The Star Formation and Nuclear Accretion Histories of Normal Galaxies in the AGES Survey

TL;DR

This study investigates the evolution of X-ray emission in normal galaxies over redshifts 0.1 to 0.5, revealing that star formation and black hole activity follow a (1+z)^3 trend, using stacking analysis of multiwavelength data.

Contribution

It provides new insights into the X-ray evolution of normal galaxies across a significant redshift range through combined multiwavelength stacking analysis.

Findings

X-ray emission in late-type galaxies is dominated by star formation.

Early-type galaxies' X-ray emission is from hot gas and AGN.

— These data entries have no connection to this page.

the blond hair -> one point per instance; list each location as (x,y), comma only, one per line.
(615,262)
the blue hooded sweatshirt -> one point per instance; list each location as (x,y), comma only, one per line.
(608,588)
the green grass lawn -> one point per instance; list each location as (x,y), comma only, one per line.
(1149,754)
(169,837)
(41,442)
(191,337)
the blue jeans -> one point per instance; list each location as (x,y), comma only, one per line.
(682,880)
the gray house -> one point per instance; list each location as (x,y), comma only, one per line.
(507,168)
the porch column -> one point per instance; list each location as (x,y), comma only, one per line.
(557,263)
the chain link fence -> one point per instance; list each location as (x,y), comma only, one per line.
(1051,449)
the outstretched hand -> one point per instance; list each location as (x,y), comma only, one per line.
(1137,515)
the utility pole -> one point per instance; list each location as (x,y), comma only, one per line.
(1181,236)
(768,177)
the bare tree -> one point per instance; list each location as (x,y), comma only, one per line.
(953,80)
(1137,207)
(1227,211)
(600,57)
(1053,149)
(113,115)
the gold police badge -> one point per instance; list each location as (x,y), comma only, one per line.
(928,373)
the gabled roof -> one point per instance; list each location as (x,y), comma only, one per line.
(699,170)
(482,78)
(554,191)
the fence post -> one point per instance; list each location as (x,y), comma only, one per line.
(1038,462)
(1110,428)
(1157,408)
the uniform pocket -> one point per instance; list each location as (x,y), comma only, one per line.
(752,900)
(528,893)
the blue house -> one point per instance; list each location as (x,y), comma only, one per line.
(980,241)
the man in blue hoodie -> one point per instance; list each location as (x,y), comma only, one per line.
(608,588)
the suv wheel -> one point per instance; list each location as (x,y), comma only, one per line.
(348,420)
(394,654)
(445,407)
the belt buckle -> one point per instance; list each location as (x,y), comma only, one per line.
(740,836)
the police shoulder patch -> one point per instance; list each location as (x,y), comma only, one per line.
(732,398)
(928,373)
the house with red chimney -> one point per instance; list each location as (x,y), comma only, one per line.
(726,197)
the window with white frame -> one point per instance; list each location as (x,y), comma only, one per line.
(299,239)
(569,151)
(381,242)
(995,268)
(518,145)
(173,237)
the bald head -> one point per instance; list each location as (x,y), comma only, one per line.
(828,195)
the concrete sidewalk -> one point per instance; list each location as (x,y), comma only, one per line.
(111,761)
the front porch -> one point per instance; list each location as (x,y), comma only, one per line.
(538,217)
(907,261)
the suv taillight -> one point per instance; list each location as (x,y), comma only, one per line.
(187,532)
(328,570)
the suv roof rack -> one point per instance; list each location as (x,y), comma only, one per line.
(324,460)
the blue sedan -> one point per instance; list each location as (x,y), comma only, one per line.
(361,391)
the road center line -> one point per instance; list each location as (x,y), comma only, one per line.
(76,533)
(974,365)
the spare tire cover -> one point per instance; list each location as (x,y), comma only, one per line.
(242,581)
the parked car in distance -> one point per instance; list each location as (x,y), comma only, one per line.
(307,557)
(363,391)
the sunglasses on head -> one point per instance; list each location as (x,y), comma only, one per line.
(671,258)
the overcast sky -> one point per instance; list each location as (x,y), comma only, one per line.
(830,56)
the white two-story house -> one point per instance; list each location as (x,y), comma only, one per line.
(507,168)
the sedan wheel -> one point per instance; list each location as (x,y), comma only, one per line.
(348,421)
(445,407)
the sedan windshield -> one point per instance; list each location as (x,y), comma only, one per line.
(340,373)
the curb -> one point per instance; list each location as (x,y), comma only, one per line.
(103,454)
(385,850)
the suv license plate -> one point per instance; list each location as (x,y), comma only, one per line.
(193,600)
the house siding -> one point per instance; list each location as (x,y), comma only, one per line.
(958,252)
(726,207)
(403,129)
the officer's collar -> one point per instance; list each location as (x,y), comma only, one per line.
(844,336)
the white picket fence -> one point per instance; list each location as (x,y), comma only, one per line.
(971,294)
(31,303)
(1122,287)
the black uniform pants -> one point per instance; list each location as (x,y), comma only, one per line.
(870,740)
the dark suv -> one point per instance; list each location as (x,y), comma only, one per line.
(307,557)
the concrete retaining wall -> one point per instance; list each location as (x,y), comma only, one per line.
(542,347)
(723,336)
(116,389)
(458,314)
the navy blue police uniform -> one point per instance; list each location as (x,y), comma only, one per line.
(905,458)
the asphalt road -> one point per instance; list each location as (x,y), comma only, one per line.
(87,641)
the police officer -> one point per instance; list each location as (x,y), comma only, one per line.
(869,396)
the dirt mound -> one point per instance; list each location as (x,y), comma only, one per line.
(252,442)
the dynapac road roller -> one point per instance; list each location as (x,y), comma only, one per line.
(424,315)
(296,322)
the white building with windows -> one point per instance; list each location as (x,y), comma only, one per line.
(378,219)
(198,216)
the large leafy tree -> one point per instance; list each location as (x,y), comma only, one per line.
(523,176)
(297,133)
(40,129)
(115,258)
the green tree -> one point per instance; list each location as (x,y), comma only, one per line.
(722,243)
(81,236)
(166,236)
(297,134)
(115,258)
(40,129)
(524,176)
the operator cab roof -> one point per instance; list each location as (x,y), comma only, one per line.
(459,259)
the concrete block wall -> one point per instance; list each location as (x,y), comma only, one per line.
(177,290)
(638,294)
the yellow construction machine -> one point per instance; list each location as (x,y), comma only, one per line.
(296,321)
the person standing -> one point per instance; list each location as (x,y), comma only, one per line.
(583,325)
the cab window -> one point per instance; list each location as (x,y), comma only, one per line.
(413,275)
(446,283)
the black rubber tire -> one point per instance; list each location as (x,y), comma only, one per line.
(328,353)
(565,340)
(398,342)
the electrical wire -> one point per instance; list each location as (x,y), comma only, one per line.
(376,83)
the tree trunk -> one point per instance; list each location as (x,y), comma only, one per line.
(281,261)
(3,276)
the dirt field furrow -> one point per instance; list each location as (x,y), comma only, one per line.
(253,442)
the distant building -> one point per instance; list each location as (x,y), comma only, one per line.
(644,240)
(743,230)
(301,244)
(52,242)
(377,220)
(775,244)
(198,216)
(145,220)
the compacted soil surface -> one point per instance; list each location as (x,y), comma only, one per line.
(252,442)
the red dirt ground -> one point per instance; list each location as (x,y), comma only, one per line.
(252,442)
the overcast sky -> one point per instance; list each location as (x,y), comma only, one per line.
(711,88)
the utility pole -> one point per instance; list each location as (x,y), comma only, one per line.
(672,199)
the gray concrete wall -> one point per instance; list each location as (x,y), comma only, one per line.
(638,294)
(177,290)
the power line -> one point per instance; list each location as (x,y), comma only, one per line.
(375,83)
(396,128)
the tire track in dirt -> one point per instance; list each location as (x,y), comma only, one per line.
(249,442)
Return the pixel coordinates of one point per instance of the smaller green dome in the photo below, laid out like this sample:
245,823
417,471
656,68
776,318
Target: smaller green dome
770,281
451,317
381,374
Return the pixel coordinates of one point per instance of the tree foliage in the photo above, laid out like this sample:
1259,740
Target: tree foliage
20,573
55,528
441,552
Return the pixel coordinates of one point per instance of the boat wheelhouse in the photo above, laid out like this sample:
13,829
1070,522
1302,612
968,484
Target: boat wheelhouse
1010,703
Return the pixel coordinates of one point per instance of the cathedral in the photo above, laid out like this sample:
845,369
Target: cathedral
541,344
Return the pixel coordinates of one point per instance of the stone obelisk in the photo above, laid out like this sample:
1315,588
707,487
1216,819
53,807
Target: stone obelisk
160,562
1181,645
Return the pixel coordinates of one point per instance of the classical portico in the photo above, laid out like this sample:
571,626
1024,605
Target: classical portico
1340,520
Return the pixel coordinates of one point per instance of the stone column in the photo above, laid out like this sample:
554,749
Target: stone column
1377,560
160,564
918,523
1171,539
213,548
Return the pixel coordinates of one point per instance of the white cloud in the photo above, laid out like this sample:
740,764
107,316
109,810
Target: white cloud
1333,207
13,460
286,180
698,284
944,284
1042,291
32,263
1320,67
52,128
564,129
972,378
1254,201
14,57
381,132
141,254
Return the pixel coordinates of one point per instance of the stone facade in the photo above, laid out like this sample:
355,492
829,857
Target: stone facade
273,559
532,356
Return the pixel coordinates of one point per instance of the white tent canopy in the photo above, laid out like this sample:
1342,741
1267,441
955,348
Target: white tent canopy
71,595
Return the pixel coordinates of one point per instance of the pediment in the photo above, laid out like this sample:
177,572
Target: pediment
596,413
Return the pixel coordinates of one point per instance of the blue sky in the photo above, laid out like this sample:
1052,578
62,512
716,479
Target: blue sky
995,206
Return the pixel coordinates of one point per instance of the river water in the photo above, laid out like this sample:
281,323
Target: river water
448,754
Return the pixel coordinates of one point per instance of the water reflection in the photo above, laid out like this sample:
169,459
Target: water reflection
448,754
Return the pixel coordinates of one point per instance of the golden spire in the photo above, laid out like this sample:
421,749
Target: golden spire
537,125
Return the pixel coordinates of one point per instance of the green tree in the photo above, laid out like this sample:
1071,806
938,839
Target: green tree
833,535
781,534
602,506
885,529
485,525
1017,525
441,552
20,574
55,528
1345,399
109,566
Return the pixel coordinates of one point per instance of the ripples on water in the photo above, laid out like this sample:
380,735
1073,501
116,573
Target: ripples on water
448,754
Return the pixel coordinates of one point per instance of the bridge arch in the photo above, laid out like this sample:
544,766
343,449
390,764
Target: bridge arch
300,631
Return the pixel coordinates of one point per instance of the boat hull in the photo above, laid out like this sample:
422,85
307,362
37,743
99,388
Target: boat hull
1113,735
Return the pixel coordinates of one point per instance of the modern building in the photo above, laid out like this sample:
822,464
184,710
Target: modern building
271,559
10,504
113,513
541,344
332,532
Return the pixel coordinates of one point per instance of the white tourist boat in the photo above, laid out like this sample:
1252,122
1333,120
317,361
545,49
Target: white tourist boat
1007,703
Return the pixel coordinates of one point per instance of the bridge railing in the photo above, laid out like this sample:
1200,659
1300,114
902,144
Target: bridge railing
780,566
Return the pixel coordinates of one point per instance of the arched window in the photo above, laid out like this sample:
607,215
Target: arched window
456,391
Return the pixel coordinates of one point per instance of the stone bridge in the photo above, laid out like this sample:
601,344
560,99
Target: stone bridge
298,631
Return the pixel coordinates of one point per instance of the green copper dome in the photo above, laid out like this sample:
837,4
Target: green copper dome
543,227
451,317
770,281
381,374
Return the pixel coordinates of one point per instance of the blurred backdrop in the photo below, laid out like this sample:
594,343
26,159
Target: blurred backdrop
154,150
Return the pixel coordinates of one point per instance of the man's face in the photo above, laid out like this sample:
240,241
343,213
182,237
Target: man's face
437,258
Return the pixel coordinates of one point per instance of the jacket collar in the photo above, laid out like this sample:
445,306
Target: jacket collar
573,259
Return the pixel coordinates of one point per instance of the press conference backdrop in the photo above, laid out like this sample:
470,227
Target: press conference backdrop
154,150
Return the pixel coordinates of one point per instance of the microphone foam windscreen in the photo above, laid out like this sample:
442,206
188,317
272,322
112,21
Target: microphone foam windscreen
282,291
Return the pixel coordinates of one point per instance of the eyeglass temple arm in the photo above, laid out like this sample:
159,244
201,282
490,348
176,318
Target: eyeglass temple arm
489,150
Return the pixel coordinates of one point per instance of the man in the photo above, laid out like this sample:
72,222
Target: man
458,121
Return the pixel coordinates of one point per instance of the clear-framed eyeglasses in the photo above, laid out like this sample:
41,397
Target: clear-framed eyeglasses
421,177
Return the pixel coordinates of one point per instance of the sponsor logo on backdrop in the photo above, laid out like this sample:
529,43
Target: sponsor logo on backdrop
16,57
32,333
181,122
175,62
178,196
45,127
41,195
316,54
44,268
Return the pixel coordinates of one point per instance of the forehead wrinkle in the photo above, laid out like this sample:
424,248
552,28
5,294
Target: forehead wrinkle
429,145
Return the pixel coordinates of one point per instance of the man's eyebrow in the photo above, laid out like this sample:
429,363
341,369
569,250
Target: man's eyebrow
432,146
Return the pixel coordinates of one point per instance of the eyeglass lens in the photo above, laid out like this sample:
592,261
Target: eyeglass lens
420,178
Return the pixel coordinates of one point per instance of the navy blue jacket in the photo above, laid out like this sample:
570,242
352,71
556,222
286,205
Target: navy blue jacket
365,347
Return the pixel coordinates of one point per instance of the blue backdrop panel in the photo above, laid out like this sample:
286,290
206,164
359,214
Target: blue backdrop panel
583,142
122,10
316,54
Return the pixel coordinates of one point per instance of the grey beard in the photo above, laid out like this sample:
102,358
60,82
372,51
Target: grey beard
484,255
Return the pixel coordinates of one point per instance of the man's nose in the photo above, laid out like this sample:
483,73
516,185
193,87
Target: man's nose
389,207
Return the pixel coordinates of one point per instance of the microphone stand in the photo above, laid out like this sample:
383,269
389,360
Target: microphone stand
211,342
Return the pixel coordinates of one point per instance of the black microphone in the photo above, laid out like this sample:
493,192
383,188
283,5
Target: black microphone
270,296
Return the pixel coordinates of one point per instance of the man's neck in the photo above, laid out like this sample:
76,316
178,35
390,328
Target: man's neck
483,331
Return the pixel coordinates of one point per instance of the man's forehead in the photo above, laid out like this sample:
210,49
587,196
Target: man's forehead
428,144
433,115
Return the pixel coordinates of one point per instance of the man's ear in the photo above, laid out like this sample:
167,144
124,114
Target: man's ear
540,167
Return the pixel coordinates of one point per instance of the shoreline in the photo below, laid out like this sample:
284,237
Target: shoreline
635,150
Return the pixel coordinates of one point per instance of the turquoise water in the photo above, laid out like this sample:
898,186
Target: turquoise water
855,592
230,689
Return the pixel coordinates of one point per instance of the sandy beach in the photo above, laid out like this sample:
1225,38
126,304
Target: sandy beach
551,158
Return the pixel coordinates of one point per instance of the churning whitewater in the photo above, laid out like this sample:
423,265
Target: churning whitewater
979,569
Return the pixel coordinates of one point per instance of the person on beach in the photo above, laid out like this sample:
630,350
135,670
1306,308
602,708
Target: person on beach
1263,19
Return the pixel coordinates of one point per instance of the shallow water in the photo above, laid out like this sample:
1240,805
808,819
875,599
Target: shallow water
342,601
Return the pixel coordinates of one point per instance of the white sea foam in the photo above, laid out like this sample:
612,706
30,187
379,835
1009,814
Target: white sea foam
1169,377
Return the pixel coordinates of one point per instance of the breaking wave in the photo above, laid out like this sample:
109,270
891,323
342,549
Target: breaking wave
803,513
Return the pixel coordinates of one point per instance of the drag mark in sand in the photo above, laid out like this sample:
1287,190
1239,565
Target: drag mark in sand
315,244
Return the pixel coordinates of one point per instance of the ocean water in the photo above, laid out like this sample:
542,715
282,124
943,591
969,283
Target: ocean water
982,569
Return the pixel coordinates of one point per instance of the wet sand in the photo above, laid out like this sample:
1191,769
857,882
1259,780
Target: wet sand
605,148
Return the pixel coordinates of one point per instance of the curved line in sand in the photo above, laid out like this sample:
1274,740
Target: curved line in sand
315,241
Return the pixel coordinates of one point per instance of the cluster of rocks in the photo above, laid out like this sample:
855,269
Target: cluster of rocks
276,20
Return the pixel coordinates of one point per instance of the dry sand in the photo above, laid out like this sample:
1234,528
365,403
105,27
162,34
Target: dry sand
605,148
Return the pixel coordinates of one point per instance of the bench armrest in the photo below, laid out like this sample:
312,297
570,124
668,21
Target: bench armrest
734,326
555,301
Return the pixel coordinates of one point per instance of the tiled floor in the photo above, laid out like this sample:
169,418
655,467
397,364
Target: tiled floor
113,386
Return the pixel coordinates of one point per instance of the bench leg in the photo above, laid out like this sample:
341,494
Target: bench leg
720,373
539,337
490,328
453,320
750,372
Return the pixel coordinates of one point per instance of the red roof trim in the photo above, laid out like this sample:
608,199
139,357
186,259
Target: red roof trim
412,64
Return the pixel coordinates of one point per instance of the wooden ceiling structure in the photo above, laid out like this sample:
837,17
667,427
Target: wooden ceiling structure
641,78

Star formation and black hole accretion rates evolve as (1+z)^3.

Abstract

We combine IR, optical and X-ray data from the overlapping, 9.3 square degree NOAO Deep Wide-Field Survey (NDWFS), AGN and Galaxy Evolution Survey (AGES), and XBootes Survey to measure the X-ray evolution of 6146 normal galaxies as a function of absolute optical luminosity, redshift, and spectral type over the largely unexplored redshift range 0.1 < z < 0.5. Because only the closest or brightest of the galaxies are individually detected in X-rays, we use a stacking analysis to determine the mean properties of the sample. Our results suggest that X-ray emission from spectroscopically late-type galaxies is dominated by star formation, while that from early-type galaxies is dominated by a combination of hot gas and AGN emission. We find that the mean star formation and supermassive black hole accretion rate densities evolve like (1+z)^3, in agreement with the trends found for samples of bright, individually detectable starburst galaxies and AGN. Our work also corroborates the results of many previous stacking analyses of faint source populations, with improved statistics.